On Monday, April 2, Heidi had exactly what she wanted for breakfast, and she fixed it herself. Unremarkable for most people but for the 71-year-old who was spending the first morning in a home of her own after four years in shelters, it was a miracle.
Originally from the Netherlands, Heidi came to the United States from Indonesia in the 1970s to study at Georgetown University. Things went well for decades. She took classes, worked as a translator and shared a house with friends. But an accident changed everything. She fell on the stairs while carrying laundry, and the serious break in her arm put her in the hospital – without insurance – for two weeks. The injury was to her right hand. There was no way she could work and she had no support system. She was destitute and homeless. She spent two nights sleeping in the hospital’s chapel before she learned of the Embry Rucker Homeless Shelter, “where they take care of people who have no home.”
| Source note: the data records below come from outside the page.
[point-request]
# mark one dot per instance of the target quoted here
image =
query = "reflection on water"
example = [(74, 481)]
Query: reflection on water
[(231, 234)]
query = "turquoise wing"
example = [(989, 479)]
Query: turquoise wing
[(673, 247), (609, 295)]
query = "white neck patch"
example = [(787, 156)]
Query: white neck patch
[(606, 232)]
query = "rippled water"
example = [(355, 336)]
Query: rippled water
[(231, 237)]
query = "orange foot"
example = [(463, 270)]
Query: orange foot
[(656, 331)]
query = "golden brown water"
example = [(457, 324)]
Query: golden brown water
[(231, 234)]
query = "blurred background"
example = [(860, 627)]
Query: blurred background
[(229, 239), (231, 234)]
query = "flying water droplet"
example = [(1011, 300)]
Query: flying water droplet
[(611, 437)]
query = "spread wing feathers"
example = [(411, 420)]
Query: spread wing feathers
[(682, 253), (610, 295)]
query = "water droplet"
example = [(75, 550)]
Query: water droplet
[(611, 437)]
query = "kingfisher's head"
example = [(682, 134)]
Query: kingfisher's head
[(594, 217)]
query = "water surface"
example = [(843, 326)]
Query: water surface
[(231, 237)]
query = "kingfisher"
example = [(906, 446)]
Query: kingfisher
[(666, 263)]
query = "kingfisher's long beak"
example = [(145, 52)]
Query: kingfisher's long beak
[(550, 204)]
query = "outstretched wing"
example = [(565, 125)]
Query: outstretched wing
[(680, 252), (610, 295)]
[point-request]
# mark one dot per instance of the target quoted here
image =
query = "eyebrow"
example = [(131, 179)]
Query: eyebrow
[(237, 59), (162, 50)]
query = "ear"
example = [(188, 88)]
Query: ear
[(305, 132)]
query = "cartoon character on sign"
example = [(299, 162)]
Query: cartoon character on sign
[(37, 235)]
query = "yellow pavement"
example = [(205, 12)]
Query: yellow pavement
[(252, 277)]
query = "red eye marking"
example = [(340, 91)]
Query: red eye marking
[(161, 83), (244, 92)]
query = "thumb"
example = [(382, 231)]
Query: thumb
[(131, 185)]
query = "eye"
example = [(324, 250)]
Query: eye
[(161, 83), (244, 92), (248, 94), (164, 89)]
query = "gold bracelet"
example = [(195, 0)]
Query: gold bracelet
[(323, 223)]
Slender, frail, in her late 60s, plagued with congestive heart failure, vertigo and stress disorders, Heidi was frightened by the group setting at the start. “I was as afraid as anyone could be – I knew no one.” But her gentle ways, shy smile and talent for getting along soon won her friends. “I was happy to be safe,” Heidi recalled.
Safe she was but the shelter has rules on duration of stay. Time limits could be extended, but not indefinitely, and finding a home for Heidi was a challenge. There was no family to help. Heidi’s case worker, Melanie, wouldn’t give up. She tried to put together a plan that would work for Heidi. “I ran into dead end after dead end after dead end,” Melanie recalled, looking back on four years of home hunting for Heidi. “Then, thanks to the generosity of our donors, we were finally able to do great things.”
Heidi now shares a Reston Interfaith townhome with another client who works nights. The townhome is convenient to public transportation, the food pantry and shopping centers. It’s accessible, thanks to the contribution of a chair lift. Heidi’s share of the rent is paid by one of Reston Interfaith’s benefactors. Furnishings were donated by newlyweds who were combining households. “There was a lot of support for her transition,” Melanie noted.
“After four years of sharing a room with three, four or five people, I will miss the camaraderie, but I like to be alone,” Heidi said. “I will be quiet, by myself, and I will be able to concentrate. I’ll cook again and bake a little bit. I’ll garden and grow flowers. Melanie will still be part of my life – she’s a friend now. But everything else will change. I’m 71 and I’d like to do something with my life.”